Sometimes he just awoke with a start, to that same wide-eyed, wide-awake state, immediately scared. Every time he’d look at the bottom of his door for the reassuring light but his parents were long ago in bed, asleep. And THIS is what scared him to the marrow of his bones, that he would be the only one in the house awake, the only one available to protect his house, his family, himself from all that the darkness brought.

His way of dealing with being the only one awake in the house was to awaken someone else.
And somehow all the logic that he so well understood in the comfort of the daylight disappeared in the lonely darkness of 2am. The well-intentioned promises made at family meetings, the star chart of promised rewards taped to the refrigerator, the talks with his therapist. They all added up to a big fat nothing when the little boy was scared and lonely and scared and alone and wanted more than anything to be near his awake mother. Every night it was the same.

“MOM!!! MOM!!!” he yelled at the top of his lungs.

And she would come and he would ignore or just not notice her frustration and her exhaustion as her calming presence and the touch of her hand rubbing his head or his back, or her, in her tired, tired state, laying down next to him, blotted out all else.

He knew the meaning of peace and serenity. It was your mom laying down next to you and rubbing your back at 2am moments after being so terribly scared. There is peace in this world and this is it.

In his mother’s presence, he would quickly and quietly fall back asleep.

After months and months of this pattern there came the night he feared. The predictable pattern played out again. In bed, the light shining from under his door, he found his way into sleep. And, as always, he began to awaken and he told himself he should just fall back into a deep slumber.

But this time something was different.

He felt a presence in the room and then hands on him, touching his blankets. He was wide awake in a flash but his body froze with fear. He could not move a muscle. His eyes would not open, no noise would come from his throat.
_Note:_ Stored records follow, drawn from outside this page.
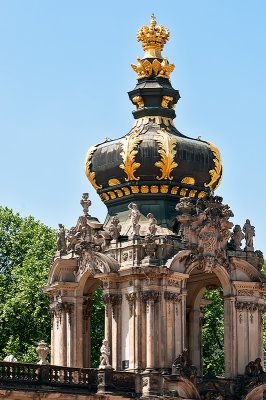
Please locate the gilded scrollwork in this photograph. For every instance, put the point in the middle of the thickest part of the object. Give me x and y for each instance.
(129, 151)
(216, 172)
(159, 69)
(87, 166)
(167, 144)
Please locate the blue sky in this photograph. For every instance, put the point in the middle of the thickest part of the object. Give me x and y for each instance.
(64, 76)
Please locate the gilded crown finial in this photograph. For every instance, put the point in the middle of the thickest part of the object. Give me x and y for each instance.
(153, 38)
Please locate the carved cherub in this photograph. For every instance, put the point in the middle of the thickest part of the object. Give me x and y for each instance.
(152, 224)
(249, 232)
(105, 353)
(134, 216)
(85, 203)
(237, 237)
(115, 228)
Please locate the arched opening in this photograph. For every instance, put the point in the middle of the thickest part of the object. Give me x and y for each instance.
(205, 322)
(212, 332)
(97, 326)
(93, 322)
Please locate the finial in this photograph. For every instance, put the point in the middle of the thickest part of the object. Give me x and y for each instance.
(153, 38)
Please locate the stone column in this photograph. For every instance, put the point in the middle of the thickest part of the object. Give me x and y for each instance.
(69, 307)
(137, 333)
(178, 348)
(131, 299)
(63, 338)
(150, 297)
(78, 332)
(113, 303)
(86, 331)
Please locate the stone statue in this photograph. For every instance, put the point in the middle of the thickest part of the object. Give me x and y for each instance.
(61, 239)
(134, 217)
(42, 350)
(10, 358)
(237, 237)
(149, 245)
(152, 224)
(115, 228)
(85, 203)
(182, 366)
(105, 353)
(249, 232)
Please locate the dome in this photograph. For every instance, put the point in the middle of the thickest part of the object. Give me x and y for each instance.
(153, 162)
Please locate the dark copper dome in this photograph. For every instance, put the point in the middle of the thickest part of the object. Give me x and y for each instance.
(154, 162)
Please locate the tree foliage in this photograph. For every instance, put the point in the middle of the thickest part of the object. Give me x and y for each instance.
(26, 249)
(97, 327)
(213, 333)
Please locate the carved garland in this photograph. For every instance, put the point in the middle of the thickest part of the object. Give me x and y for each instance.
(167, 144)
(87, 167)
(129, 152)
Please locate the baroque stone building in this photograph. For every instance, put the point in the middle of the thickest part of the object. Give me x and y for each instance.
(165, 241)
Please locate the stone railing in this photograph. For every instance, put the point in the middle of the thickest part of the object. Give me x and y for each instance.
(17, 375)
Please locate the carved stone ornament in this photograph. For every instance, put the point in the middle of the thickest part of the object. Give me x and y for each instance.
(152, 223)
(149, 245)
(105, 353)
(42, 350)
(131, 298)
(183, 367)
(61, 239)
(205, 230)
(249, 232)
(85, 203)
(236, 238)
(134, 216)
(115, 228)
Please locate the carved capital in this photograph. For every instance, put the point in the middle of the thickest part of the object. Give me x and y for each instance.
(150, 295)
(170, 296)
(131, 298)
(86, 308)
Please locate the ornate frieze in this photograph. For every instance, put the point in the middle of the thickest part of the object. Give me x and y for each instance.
(205, 230)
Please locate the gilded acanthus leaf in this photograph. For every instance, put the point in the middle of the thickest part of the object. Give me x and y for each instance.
(167, 144)
(215, 174)
(129, 151)
(87, 166)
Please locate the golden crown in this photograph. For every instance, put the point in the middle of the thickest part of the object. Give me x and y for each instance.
(153, 38)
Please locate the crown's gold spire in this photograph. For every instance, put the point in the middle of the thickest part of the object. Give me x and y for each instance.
(153, 38)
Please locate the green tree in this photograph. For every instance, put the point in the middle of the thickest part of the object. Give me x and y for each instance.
(26, 249)
(213, 333)
(97, 327)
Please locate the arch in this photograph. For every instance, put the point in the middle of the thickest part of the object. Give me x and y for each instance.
(256, 393)
(249, 272)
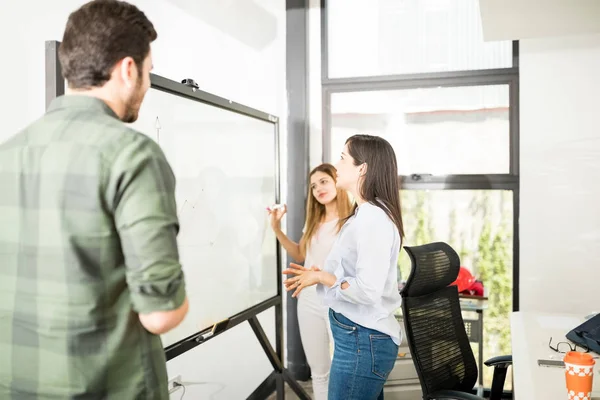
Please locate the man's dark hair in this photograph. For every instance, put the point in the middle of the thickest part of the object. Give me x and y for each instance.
(97, 36)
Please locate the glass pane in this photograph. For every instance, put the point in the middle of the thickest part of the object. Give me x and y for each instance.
(386, 37)
(478, 224)
(440, 131)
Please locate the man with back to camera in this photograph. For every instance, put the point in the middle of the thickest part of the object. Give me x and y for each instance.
(89, 267)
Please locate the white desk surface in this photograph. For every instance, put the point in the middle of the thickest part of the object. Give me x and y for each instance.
(531, 333)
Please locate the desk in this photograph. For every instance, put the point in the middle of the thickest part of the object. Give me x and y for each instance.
(530, 335)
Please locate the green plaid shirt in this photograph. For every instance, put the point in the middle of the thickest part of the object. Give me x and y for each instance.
(88, 226)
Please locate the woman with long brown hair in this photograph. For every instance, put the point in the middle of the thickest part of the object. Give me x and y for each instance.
(326, 208)
(359, 278)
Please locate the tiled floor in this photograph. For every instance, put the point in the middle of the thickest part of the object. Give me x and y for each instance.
(289, 393)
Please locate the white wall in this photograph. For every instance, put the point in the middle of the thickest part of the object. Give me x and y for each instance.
(315, 103)
(225, 59)
(560, 174)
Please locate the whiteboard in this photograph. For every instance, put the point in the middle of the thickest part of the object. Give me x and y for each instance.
(225, 164)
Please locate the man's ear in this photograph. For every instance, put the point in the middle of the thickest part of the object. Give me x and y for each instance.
(127, 69)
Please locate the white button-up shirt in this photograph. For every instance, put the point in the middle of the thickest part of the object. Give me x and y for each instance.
(366, 256)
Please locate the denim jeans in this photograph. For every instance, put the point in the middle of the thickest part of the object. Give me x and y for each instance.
(362, 360)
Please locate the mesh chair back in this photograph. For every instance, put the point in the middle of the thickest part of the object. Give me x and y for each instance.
(434, 326)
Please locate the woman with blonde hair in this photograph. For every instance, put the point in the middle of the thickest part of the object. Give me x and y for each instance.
(326, 208)
(358, 281)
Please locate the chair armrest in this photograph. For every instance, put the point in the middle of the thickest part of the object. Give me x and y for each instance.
(452, 395)
(500, 361)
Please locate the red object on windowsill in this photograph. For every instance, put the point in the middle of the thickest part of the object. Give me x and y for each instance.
(467, 284)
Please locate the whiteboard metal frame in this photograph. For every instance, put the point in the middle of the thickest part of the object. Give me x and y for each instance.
(55, 87)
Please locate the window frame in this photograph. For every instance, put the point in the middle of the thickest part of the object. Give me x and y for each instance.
(508, 76)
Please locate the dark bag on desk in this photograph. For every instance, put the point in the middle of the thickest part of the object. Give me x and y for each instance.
(587, 334)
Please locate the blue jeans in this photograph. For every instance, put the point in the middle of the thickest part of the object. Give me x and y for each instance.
(362, 360)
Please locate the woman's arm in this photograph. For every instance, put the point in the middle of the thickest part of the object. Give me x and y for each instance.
(291, 247)
(374, 244)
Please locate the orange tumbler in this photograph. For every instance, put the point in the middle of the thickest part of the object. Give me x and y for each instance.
(579, 371)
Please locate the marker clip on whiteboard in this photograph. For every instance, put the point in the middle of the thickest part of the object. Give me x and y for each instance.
(216, 329)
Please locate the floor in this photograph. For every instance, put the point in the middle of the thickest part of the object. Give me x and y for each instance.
(289, 393)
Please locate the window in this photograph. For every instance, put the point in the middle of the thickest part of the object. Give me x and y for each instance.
(392, 37)
(439, 131)
(419, 74)
(478, 224)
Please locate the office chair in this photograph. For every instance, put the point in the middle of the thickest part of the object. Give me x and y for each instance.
(435, 330)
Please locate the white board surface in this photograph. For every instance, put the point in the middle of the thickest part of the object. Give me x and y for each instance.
(225, 166)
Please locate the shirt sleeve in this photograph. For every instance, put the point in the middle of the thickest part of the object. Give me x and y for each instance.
(374, 243)
(141, 190)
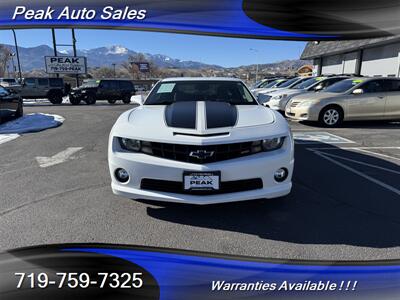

And still the hands moved over and on him.

His mind raced, trying to make sense of what was happening. Maybe he was still asleep and this was one of those rare nightmares. No, he could tell this was real, could tell he was awake.

Maybe his overactive nighttime imagination was getting the best of him. No, he could tell when he was scaring himself, even when he couldn’t stop it from happening, and this was different.
Maybe it was his older brothers playing a trick on him, like the time, thinking he was asleep, they put his hand in warm water to see if he would wet the bed. No, they knew enough about his nighttime fear to not tease him about this.

What was it then?

The touching of his blankets stopped and he sensed the presence move away from his bed. He heard the familiar squeak of the hinges on his door and knew that whomever or whatever it was had left. This knowledge propelled him out of his paralyzed state and he screamed like no other scream in his life:

“MOOOMMMMM!!!”

She was in like a flash, faster than ever before, like she sensed the urgency in his voice, like she was already close by. It all came out in a jumbled mix of frightened words, “Somebody… touching me… in my room!”

She rubbed his head, soothed him, brought the covers up around him as it was a cold winter night.

“Oh, honey,” she said, “That was me. It is so chilly tonight and I thought you’d be cold so I brought you another blanket. You must have felt me spreading it out over you.” She hugged him and lay down next to him. “You are fine.”

The truth and logic of what she said slowly dawned on him and relief came over him in waves, finally overtaking him and calming him. The peace of his mother’s presence took hold and he fell back asleep.